O câncer colorretal mostra uma assinatura microbiana distinta

A análise revelou um padrão claro. Entre todos os cancros estudados, apenas os tumores colorretais exibem consistentemente uma comunidade microbiana única e identificável.

“Nossos resultados mostram que apenas os tumores colorretais possuem comunidades microbianas claramente identificáveis.

“Descobrimos que essas assinaturas microbianas eram tão específicas que podiam distinguir claramente os tumores colorretais de outros tumores. Esperamos que isso possa ajudar os médicos a diagnosticar a doença com mais precisão e os pesquisadores a estudar os micróbios encontrados no câncer colorretal.”

A pesquisa também aponta para um uso clínico mais amplo. No cancro oral, os investigadores descobriram que alguns vírus, como o HPV (papilomavírus humano), podem ser detectados com mais precisão do que com alguns testes de diagnóstico actuais.

Eles também identificaram vírus raros, mas perigosos, incluindo o vírus linfotrópico T humano-1 (HTLV-1), que pode permanecer latente no corpo e mais tarde contribuir para o câncer.

Micróbios associados à sobrevivência e resposta ao tratamento

Os dados obtidos mostram que os micróbios não podem existir apenas ao lado do câncer. Em alguns casos, eles parecem estar relacionados ao estado de saúde dos pacientes.

“Descobrimos que certos tipos de bactérias estavam associados a taxas de sobrevivência mais baixas em alguns casos de sarcoma. Isto poderia levar a mais pesquisas e opções de tratamento para esses tipos de câncer”, disse o Dr.

“Uma das coisas mais interessantes que descobrimos foi que, em alguns casos de sarcoma, a presença de certas bactérias estava associada a melhores taxas de sobrevivência.

“Isto sugere que os micróbios poderão um dia ajudar os médicos a prever quão bem um paciente irá responder ao tratamento e abrir novas abordagens ao tratamento”, acrescentou.

Sequenciamento completo do genoma como ferramenta clínica

Especialistas dizem que o trabalho destaca a crescente importância do sequenciamento do genoma na medicina moderna.

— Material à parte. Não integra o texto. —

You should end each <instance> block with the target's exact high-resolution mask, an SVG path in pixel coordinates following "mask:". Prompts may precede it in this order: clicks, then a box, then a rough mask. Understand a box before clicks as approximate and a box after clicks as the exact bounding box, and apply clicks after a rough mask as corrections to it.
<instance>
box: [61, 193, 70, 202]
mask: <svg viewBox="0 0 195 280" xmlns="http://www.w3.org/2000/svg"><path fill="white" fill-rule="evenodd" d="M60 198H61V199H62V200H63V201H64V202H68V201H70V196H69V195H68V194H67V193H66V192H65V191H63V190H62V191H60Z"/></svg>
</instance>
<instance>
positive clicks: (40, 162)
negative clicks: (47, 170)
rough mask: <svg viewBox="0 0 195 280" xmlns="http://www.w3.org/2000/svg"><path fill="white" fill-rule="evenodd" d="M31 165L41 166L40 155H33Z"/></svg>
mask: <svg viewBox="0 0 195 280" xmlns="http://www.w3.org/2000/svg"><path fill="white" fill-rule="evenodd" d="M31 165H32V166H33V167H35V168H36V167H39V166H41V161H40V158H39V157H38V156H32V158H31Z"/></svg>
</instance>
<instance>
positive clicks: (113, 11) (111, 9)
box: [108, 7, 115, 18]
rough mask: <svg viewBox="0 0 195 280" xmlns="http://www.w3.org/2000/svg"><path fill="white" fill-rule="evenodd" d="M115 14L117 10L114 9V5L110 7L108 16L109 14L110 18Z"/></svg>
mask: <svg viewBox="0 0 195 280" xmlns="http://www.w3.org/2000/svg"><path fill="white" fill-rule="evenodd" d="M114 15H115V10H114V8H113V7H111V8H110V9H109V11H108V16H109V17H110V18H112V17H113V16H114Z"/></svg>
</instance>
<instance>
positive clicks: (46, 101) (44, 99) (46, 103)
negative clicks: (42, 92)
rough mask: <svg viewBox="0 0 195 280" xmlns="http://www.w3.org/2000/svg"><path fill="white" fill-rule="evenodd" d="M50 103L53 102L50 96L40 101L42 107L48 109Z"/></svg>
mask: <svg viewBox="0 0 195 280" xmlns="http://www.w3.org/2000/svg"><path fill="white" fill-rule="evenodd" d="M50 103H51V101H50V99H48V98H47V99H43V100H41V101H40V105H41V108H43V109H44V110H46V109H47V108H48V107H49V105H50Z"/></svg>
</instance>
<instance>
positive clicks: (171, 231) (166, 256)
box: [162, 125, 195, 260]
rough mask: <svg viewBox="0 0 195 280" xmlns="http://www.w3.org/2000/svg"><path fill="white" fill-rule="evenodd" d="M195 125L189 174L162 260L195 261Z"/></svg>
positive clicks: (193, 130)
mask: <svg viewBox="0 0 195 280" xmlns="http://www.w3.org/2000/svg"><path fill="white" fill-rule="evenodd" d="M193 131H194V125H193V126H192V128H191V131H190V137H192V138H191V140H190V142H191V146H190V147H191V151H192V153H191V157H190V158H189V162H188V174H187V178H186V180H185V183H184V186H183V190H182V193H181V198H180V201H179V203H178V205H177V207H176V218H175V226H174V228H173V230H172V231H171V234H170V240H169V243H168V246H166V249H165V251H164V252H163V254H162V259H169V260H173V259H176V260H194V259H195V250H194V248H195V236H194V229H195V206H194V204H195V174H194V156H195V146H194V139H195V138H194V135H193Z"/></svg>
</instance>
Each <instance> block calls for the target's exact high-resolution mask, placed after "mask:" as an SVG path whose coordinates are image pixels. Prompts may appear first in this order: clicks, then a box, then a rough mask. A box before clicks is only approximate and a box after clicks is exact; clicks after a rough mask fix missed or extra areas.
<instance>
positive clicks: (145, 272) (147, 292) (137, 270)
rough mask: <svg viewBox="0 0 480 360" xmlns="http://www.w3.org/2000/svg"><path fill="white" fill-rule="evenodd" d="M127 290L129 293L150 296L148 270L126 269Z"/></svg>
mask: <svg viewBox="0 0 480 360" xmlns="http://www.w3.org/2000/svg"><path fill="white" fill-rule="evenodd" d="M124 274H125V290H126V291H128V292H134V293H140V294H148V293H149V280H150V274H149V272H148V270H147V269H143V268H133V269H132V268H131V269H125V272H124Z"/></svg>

O professor Daniel Brewer, da Norwich Medical School da UEA, disse: “Este estudo destaca o crescente valor clínico do sequenciamento do genoma completo na identificação de organismos patogênicos, como o HTLV-1 e o papilomavírus, que de outra forma poderiam passar despercebidos.

“Descobrir estas infecções ocultas e fornecer informações sobre o prognóstico do cancro – particularmente nos sarcomas – demonstra como a análise genómica está a tornar-se uma ferramenta indispensável na medicina de precisão.

“As descobertas também sugerem que o cancro oral pode ser um subdiagnóstico importante em alguns casos, enfatizando ainda mais a importância do perfil genómico abrangente na tomada de decisões clínicas”.

Cooperação e financiamento

O projeto foi liderado pela UEA e envolveu investigadores de diversas instituições, incluindo a Universidade de Leeds, Instituto Quadram, Oxford Nanopore Technologies, Instituto de Investigação do Cancro de Londres, Universidade de Manchester, Instituto Nacional de Investigação em Saúde e Cuidados (NIHR), Centro de Investigação Biomédica de Manchester, Universidade de Atenas (Grécia), Universidade de Liverpool, Cambridge University Hospitals NHS Foundation Trust, University College London, Universidade de Southampton, Universidade da Carolina do Norte (EUA) e Earlham Institute.

O financiamento para o estudo foi fornecido pela Big C Cancer e Prostate Cancer UK.